Banyaknya tulisan yang masuk dan harus diproses, saya memang dahulukan memroses tulisan yang masuk. Sebab bağı saya, mendahulukan tulisan para penulis adalah karena ingin mempercepat kebahagiaan orang atau penulis yang mengirimkan karya tulis mereka ke POTRET atau ke majalah Anak Cerdas. Ya, dengan kata lain adalah mempercepat kebahagiaan orang atau penulis. Sebab sebagaimana kita ketahui atau rasakan, ketika kita mengirim sebuah tulisan ke media, pertanyaan pertama adalah Apakah tulisan yang saya kirim ke media tersebut dimuat? Pertanyaan kedua, kalau dimuat, kapan?
Kedua pertanyaan tersebut adalah harapan besar setiap penulis bahwa penulis tersebut berharap tulisannya dimuat dan ingin cepat dimuat. Kalau dimuat dan dalam waktu yang cepat, maka si penulis tersebut aka sangat bahagia. Lalu, ketika para penulis itu merada bahagia, batın saya pun terasa sangat bahagia.
Oleh sebab itu, berdasarkan kondisi Itulah saya mendahulukan dan mempercepat proses pemuatan tulisan di Potretonline.com, dan majalahanakcerdas.com. Hal ini juga dilakukan, karena prinsip yang diterapkan di kedua media yang saya kelola dengan prinsip membangun motivasi orang menulis. Karena impian dari penerbitan kedua media ini adalah untuk membangun budaya literasi anak negeri.
Toh, tulisan ini hadir dan lahir juga sebagai bukti bahwa tidak ada alasan untuk tidak menulis, walau dalam keadaan apa pun. Tidak ada alasan untuk tidak menulis karena sibuk mengurus tulisan orang lain yang semakin banyak setiap hari dari berbagai penjuru, baik dari lokal Aceh, nusantara maupun darı mancanegara. Semua bisa diatur. Yang penting punya kemauaan untuk berkarya dan tulisan ini terwujud, juga di tengah kesibukan saya mengelola POTRET Gallery sebagai tempat saya mencari sumber rezeki dengan berjualan berbagai produk, seperti souvenir pernikahan, mainan umum dan mainan edukasi, kerajinan rakyat seperti kerajinan Jepara, kerajinan rotan, eceng gondok, alat-alat tulis dan pakaian.

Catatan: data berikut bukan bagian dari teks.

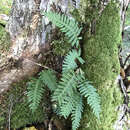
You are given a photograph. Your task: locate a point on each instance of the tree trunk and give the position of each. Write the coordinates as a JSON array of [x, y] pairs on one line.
[[31, 36]]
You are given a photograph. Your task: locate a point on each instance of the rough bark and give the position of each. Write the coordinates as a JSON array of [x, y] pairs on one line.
[[30, 38]]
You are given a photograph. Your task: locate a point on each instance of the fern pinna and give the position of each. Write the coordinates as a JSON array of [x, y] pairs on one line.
[[73, 87]]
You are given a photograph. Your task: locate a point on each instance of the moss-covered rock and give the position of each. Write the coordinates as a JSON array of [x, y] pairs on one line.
[[102, 67], [20, 115], [4, 40]]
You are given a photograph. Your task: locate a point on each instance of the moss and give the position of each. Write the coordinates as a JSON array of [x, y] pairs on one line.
[[101, 49], [21, 115], [5, 6], [60, 45], [102, 67], [4, 40]]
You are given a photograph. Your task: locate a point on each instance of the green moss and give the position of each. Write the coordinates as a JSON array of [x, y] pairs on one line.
[[61, 46], [21, 115], [101, 50], [102, 67], [5, 6], [110, 99], [4, 40]]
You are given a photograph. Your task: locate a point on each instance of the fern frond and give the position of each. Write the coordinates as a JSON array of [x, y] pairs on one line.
[[77, 112], [66, 25], [67, 106], [35, 92], [66, 87], [48, 77], [70, 60], [93, 98]]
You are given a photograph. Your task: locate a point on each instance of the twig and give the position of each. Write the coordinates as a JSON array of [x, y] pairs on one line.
[[38, 64]]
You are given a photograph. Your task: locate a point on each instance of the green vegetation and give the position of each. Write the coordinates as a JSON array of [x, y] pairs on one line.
[[127, 23], [4, 40], [5, 6], [68, 93], [102, 67], [21, 115]]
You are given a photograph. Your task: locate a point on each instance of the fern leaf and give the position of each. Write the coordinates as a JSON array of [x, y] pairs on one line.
[[35, 92], [66, 87], [70, 60], [77, 112], [66, 25], [49, 79], [93, 98], [67, 106]]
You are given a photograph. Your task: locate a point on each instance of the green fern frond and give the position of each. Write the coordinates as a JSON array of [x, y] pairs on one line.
[[93, 98], [66, 25], [66, 87], [70, 60], [35, 92], [67, 106], [48, 78], [77, 112]]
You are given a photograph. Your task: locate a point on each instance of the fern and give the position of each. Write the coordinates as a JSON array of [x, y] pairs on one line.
[[66, 25], [49, 79], [67, 106], [65, 87], [69, 62], [73, 86], [35, 92], [77, 112]]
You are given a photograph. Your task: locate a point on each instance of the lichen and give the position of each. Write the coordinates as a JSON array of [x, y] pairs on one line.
[[102, 67]]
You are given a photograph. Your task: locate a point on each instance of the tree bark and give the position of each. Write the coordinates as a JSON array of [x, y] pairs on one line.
[[31, 35]]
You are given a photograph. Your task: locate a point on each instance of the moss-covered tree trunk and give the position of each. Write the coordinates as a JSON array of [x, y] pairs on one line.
[[102, 25], [102, 67]]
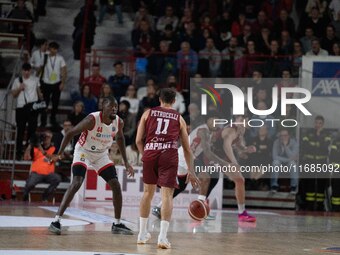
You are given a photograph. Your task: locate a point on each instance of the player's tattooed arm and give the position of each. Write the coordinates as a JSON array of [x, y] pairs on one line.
[[141, 132], [86, 124]]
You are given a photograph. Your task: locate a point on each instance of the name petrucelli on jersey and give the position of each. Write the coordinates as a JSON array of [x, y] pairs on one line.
[[167, 115]]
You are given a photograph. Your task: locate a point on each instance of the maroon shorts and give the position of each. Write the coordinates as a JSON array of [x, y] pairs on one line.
[[161, 170]]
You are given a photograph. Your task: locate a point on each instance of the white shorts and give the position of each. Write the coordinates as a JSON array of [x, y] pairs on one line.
[[182, 165], [97, 161]]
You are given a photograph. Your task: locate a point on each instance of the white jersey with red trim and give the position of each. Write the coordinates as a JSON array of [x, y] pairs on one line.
[[195, 146], [101, 136]]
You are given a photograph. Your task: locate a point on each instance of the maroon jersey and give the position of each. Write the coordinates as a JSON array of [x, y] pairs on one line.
[[162, 130]]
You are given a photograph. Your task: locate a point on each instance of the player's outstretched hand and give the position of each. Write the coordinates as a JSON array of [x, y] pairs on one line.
[[129, 169], [193, 179], [55, 158], [251, 149]]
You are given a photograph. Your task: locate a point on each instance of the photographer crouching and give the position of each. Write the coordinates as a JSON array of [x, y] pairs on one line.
[[40, 151]]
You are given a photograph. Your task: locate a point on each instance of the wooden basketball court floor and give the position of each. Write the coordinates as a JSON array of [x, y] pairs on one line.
[[275, 232]]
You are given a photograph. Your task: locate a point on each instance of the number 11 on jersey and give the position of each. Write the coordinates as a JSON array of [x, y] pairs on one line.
[[160, 122]]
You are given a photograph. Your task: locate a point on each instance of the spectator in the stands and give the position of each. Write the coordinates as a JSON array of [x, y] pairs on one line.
[[162, 64], [131, 97], [330, 38], [54, 80], [89, 100], [286, 43], [285, 152], [168, 19], [306, 40], [335, 49], [26, 89], [143, 39], [316, 49], [321, 5], [143, 14], [223, 39], [96, 80], [334, 7], [120, 81], [38, 57], [263, 40], [284, 22], [150, 100], [190, 35], [210, 57], [207, 24], [237, 25], [179, 104], [297, 58], [261, 22], [129, 121], [187, 59], [229, 55], [186, 19], [315, 22], [274, 62], [271, 127], [77, 113], [20, 11], [224, 23], [42, 169], [171, 37]]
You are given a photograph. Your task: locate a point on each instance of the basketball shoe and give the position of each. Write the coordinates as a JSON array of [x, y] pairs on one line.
[[245, 217], [143, 238], [121, 229], [163, 243], [156, 211], [55, 227]]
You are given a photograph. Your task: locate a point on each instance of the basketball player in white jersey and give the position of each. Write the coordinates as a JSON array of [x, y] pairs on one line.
[[200, 146], [97, 130]]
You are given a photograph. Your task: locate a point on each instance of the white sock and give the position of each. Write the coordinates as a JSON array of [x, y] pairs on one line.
[[241, 208], [201, 197], [164, 229], [143, 223]]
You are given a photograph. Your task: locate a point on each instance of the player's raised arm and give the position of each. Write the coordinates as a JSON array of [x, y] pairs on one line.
[[187, 153], [141, 132], [86, 124]]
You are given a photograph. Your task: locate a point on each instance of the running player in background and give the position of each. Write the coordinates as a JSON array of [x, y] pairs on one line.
[[224, 141], [161, 127], [97, 130], [200, 146]]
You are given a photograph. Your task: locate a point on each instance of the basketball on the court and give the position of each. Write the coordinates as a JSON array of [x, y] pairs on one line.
[[198, 210]]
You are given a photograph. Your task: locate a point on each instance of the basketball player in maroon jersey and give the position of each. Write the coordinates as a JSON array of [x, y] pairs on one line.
[[225, 140], [97, 130], [161, 127]]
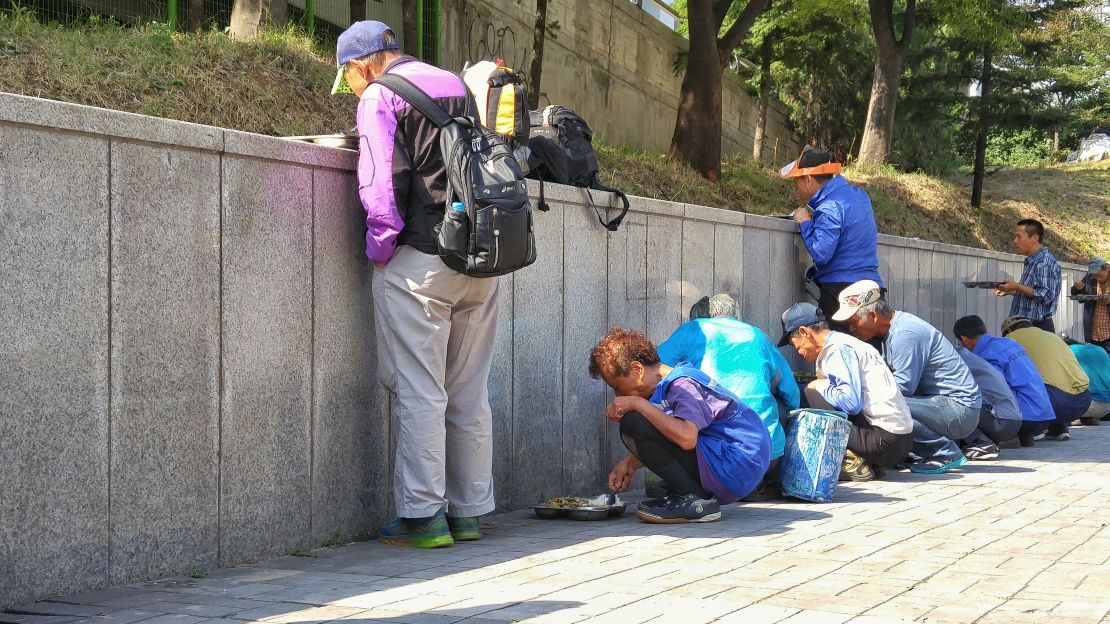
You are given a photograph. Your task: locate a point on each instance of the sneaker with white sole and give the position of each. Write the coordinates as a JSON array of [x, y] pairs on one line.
[[980, 452], [937, 465], [680, 509]]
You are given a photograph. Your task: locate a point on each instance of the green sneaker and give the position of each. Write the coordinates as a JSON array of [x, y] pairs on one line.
[[464, 529], [421, 532]]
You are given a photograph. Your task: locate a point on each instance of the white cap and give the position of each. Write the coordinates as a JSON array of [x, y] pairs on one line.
[[856, 297]]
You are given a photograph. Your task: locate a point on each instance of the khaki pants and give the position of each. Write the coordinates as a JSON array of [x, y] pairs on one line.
[[435, 330]]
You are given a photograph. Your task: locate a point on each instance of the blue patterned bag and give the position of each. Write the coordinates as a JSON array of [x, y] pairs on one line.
[[816, 441]]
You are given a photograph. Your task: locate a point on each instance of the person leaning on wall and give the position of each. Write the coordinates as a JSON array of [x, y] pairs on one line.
[[1096, 313], [839, 233], [435, 325]]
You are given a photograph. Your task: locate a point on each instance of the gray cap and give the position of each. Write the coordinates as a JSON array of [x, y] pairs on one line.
[[799, 315]]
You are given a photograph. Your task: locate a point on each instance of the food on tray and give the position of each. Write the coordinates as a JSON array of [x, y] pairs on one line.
[[575, 502], [603, 501], [567, 502]]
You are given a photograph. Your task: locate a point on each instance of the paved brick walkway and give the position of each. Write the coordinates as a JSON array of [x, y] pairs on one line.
[[1023, 539]]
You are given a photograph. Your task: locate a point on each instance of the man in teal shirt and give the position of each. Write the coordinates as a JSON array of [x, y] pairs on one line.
[[1096, 363], [740, 358]]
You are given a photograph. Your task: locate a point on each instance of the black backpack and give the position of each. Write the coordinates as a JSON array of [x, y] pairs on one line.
[[563, 151], [494, 234]]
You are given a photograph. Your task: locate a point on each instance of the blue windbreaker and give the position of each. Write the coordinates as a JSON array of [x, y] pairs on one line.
[[843, 238]]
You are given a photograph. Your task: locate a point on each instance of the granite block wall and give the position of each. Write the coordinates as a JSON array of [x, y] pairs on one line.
[[188, 341]]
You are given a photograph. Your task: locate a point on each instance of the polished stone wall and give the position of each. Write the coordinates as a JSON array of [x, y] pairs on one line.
[[189, 353]]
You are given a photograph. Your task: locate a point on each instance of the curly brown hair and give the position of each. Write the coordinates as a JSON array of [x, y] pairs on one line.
[[614, 354]]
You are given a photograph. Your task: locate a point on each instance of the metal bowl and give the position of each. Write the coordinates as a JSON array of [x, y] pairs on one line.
[[1089, 298], [341, 141]]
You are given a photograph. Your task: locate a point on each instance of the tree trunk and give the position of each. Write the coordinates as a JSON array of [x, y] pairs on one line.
[[535, 72], [194, 20], [357, 10], [765, 56], [696, 140], [279, 12], [889, 52], [409, 27], [879, 126], [984, 128], [245, 16]]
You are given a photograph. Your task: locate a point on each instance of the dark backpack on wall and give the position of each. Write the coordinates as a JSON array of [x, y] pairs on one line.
[[562, 147], [494, 234]]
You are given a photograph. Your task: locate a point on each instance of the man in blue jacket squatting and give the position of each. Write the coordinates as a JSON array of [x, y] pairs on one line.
[[840, 234], [707, 445]]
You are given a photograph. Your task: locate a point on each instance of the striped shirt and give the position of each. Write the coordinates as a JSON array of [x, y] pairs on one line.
[[1042, 273]]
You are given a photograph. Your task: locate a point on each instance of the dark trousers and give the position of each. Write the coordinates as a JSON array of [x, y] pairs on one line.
[[1046, 324], [673, 463], [876, 444], [1067, 408], [992, 428]]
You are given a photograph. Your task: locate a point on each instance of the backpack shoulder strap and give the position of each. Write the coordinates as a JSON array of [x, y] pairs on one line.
[[417, 98], [615, 222]]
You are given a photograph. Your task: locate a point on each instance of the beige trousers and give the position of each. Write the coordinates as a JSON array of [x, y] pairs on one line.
[[435, 330]]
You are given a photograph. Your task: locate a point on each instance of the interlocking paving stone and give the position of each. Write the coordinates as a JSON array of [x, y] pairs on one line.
[[1023, 539]]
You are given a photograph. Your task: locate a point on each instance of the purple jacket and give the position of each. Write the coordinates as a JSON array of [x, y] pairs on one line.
[[402, 179]]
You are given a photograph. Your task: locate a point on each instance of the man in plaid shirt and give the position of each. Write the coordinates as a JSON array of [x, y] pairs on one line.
[[1036, 294]]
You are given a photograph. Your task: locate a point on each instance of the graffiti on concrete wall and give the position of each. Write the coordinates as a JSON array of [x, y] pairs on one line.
[[487, 40]]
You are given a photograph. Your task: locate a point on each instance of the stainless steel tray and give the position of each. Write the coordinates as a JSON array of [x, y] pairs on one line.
[[579, 513]]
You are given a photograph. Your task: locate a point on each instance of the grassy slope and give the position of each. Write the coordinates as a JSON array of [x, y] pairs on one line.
[[276, 86], [1072, 201], [279, 84]]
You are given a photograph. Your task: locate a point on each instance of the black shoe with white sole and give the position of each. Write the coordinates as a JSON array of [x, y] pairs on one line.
[[680, 509], [980, 452]]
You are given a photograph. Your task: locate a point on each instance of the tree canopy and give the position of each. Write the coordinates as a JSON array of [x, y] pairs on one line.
[[1047, 61]]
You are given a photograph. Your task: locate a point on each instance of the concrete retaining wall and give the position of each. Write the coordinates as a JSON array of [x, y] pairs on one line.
[[611, 61], [188, 348]]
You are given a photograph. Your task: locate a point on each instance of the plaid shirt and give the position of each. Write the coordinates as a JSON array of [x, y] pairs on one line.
[[1042, 273], [1100, 316]]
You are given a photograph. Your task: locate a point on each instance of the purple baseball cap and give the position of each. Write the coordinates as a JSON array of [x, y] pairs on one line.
[[361, 40]]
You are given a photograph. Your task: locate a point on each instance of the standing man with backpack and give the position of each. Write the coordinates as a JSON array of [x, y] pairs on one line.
[[435, 324]]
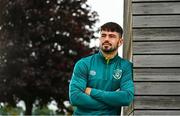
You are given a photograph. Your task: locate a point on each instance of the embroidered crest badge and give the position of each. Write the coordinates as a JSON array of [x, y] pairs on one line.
[[92, 72], [117, 73]]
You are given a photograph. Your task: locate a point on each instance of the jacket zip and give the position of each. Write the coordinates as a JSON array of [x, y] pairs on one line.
[[107, 67]]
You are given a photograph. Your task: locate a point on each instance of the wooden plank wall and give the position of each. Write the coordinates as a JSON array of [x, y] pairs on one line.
[[156, 56]]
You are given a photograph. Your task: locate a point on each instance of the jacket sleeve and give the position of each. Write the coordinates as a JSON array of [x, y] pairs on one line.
[[122, 97], [77, 87]]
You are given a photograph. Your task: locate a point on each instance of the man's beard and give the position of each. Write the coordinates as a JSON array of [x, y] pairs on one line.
[[108, 49]]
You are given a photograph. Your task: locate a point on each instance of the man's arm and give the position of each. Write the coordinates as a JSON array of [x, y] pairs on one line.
[[122, 97], [77, 89]]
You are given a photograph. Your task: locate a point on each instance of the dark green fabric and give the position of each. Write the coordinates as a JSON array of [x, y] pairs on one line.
[[111, 83]]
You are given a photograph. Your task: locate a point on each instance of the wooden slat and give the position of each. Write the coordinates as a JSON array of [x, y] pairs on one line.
[[157, 88], [157, 102], [149, 74], [156, 60], [156, 8], [156, 112], [156, 21], [156, 47], [156, 34], [155, 0]]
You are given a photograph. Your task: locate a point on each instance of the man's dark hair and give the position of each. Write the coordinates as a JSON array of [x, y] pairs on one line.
[[111, 26]]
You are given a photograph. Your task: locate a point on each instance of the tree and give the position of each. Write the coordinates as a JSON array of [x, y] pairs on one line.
[[40, 40]]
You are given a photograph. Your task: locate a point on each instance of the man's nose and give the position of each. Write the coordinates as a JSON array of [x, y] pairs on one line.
[[106, 38]]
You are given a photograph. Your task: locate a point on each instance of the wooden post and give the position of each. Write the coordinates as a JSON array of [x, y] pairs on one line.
[[127, 45]]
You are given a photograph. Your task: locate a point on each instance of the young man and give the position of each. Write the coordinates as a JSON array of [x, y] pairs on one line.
[[102, 83]]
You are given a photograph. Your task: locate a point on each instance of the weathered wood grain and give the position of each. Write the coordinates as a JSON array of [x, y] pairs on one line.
[[156, 60], [155, 0], [156, 34], [156, 112], [157, 74], [156, 47], [156, 21], [157, 102], [156, 8], [157, 88]]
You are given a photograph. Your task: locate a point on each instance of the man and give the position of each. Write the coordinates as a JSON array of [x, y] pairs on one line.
[[102, 83]]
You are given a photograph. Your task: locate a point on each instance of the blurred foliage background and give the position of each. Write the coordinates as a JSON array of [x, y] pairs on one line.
[[40, 41]]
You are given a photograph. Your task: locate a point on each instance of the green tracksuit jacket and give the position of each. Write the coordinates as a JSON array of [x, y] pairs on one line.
[[111, 83]]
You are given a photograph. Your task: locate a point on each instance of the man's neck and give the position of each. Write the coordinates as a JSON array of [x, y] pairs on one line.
[[109, 55]]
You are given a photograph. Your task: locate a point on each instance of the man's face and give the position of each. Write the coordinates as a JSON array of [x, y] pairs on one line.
[[109, 41]]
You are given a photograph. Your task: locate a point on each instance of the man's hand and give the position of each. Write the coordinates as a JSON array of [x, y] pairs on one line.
[[88, 90]]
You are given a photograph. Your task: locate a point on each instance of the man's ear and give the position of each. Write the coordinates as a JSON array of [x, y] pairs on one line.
[[120, 41]]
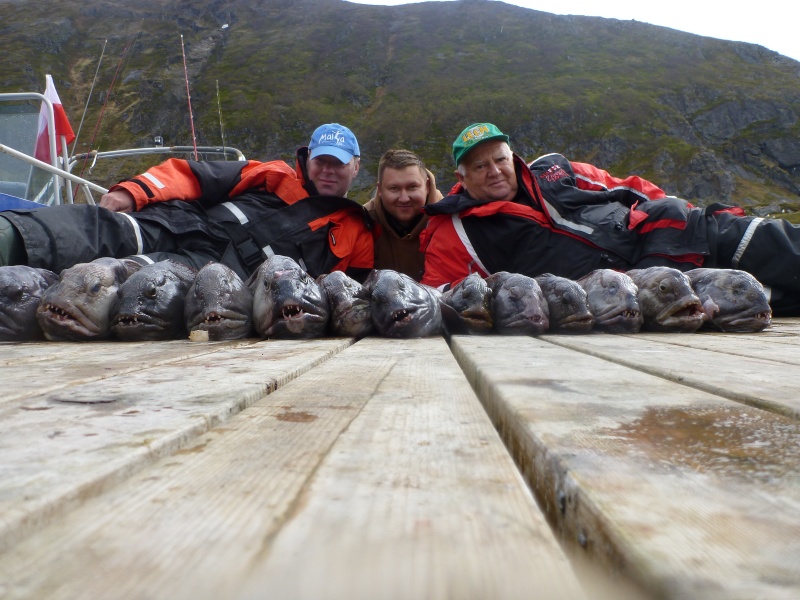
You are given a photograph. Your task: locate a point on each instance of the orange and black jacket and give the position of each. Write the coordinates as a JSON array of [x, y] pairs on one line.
[[568, 219], [262, 208]]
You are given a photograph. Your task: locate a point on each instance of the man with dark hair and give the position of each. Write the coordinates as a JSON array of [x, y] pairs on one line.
[[569, 218], [404, 187], [235, 212]]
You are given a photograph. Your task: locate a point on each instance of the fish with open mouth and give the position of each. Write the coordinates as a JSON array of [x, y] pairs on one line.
[[287, 302], [351, 315], [467, 307], [220, 303], [612, 298], [150, 303], [733, 300], [519, 306], [21, 290], [401, 307], [667, 300], [78, 306], [567, 304]]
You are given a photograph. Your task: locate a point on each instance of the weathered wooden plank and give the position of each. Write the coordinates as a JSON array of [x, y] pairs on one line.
[[90, 361], [88, 431], [754, 369], [375, 475], [686, 493]]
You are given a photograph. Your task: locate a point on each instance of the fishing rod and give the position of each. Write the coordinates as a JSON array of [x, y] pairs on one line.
[[189, 99], [89, 97], [221, 130], [108, 96]]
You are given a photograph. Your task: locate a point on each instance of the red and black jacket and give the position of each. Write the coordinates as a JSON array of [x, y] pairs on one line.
[[262, 208], [568, 219]]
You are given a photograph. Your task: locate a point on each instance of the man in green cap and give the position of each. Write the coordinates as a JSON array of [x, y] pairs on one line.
[[569, 218]]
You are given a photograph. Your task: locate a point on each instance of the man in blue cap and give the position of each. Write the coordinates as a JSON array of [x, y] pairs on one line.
[[238, 213]]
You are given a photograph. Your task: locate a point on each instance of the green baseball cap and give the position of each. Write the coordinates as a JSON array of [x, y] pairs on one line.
[[475, 134]]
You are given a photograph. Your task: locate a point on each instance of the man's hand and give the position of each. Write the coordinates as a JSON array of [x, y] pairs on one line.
[[118, 201]]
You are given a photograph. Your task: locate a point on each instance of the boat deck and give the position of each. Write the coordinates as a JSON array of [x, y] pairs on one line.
[[596, 466]]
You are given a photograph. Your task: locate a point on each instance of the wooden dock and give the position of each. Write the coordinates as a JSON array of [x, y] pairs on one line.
[[559, 467]]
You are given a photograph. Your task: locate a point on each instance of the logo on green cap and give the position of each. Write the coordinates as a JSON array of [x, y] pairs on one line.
[[474, 135]]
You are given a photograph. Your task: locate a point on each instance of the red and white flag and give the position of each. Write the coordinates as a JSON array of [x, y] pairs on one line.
[[42, 151]]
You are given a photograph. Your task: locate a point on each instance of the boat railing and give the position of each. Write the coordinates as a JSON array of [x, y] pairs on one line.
[[19, 130]]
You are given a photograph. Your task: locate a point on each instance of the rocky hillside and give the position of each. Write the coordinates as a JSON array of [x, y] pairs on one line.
[[707, 120]]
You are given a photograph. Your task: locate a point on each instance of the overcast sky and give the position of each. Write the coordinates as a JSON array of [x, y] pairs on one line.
[[772, 24]]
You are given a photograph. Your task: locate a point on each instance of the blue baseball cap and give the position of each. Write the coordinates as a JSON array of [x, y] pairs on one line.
[[334, 139]]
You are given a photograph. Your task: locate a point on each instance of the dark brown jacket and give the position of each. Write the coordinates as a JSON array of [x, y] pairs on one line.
[[392, 251]]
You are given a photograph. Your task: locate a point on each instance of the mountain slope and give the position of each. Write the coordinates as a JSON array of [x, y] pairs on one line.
[[706, 119]]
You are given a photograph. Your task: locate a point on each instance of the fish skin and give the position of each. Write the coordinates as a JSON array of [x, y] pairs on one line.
[[567, 304], [467, 307], [150, 303], [21, 290], [519, 306], [667, 300], [351, 315], [401, 307], [220, 303], [78, 306], [287, 302], [612, 300], [733, 300]]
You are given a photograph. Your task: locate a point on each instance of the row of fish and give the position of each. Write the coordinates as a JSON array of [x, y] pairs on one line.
[[654, 299], [117, 298], [166, 300]]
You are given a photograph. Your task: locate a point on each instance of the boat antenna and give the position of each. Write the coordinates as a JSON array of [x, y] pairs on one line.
[[189, 99], [108, 97], [221, 130], [89, 97]]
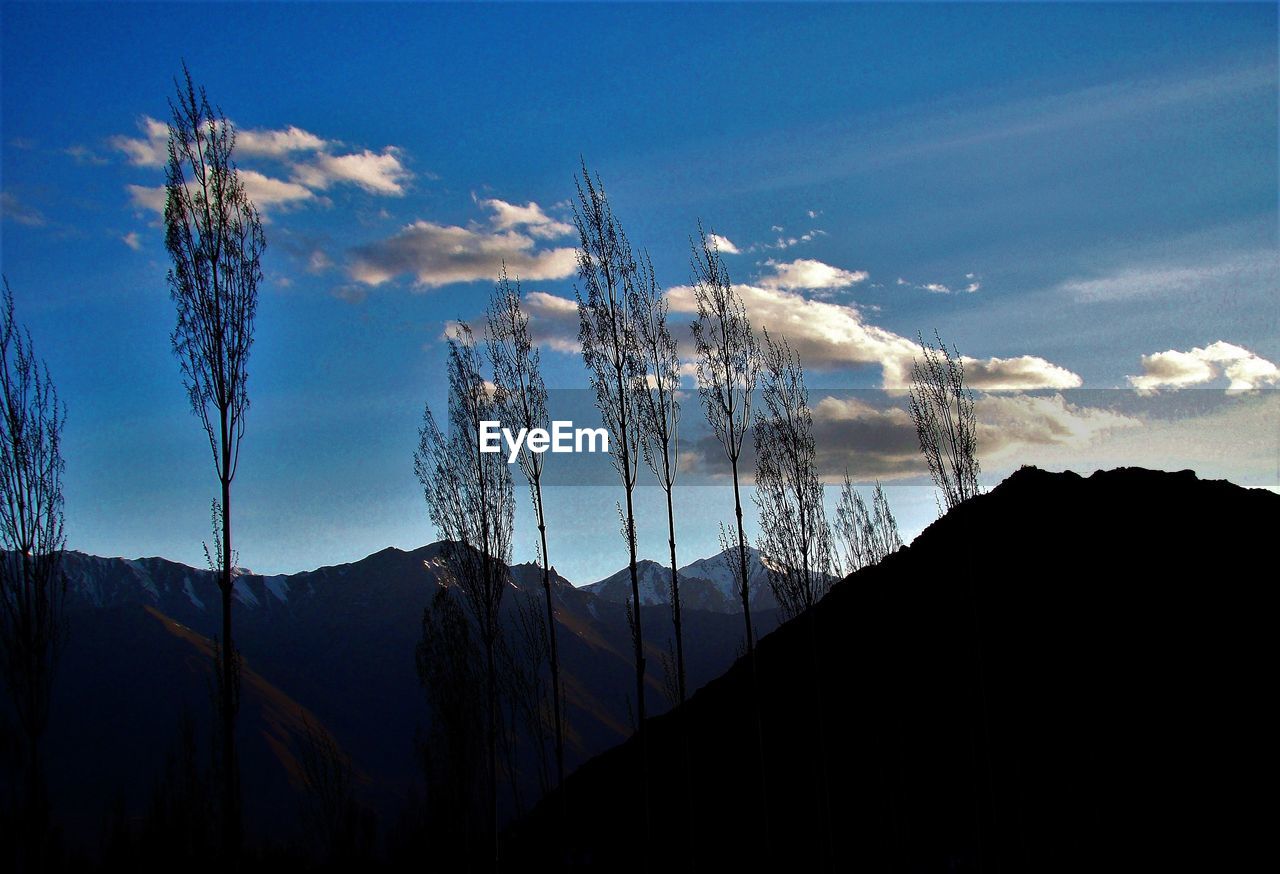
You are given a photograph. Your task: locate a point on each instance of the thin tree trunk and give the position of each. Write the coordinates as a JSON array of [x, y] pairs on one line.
[[493, 747], [231, 767], [691, 834], [823, 765], [755, 673], [554, 648], [640, 668], [741, 553]]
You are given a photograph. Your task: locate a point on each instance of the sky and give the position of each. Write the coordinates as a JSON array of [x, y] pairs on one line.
[[1080, 198]]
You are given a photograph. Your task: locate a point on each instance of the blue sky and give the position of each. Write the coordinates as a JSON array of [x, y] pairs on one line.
[[1102, 177]]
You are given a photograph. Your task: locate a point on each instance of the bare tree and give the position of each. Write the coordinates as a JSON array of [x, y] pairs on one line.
[[867, 535], [608, 333], [795, 541], [520, 399], [32, 587], [525, 651], [470, 498], [944, 415], [659, 420], [728, 365], [449, 667], [214, 236]]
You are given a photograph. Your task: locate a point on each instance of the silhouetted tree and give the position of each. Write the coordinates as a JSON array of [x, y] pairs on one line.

Ya, sekali lagi. Tidak ada alasan yang tidak masuk akal itu membuat saya tidak menulis. Saya mau, saya bisa. Saya mau saya belajar. Saya mau saya kakılan. Saya mau saya wujudkan lahirnya tulisan ini. Sebab saya benci kemalasan, dan saya menjadikan kegiatan menulis sebagai sebuah kebutuhan, bukan sebagai hobby. Sebab kalau hobby, belum tentu saya butuhkan, tetapi kalau menulis sebagai kebutuhan, maka menulis ibaret makan.
Kalau saya tidak makan, saya akan lapar. Begitu juga dengan menulis. Kalau saya tidak menulis, saya akan lapar terhadap kegiatan menulis. Mari kita berfikir dan bertindak dengan sehat.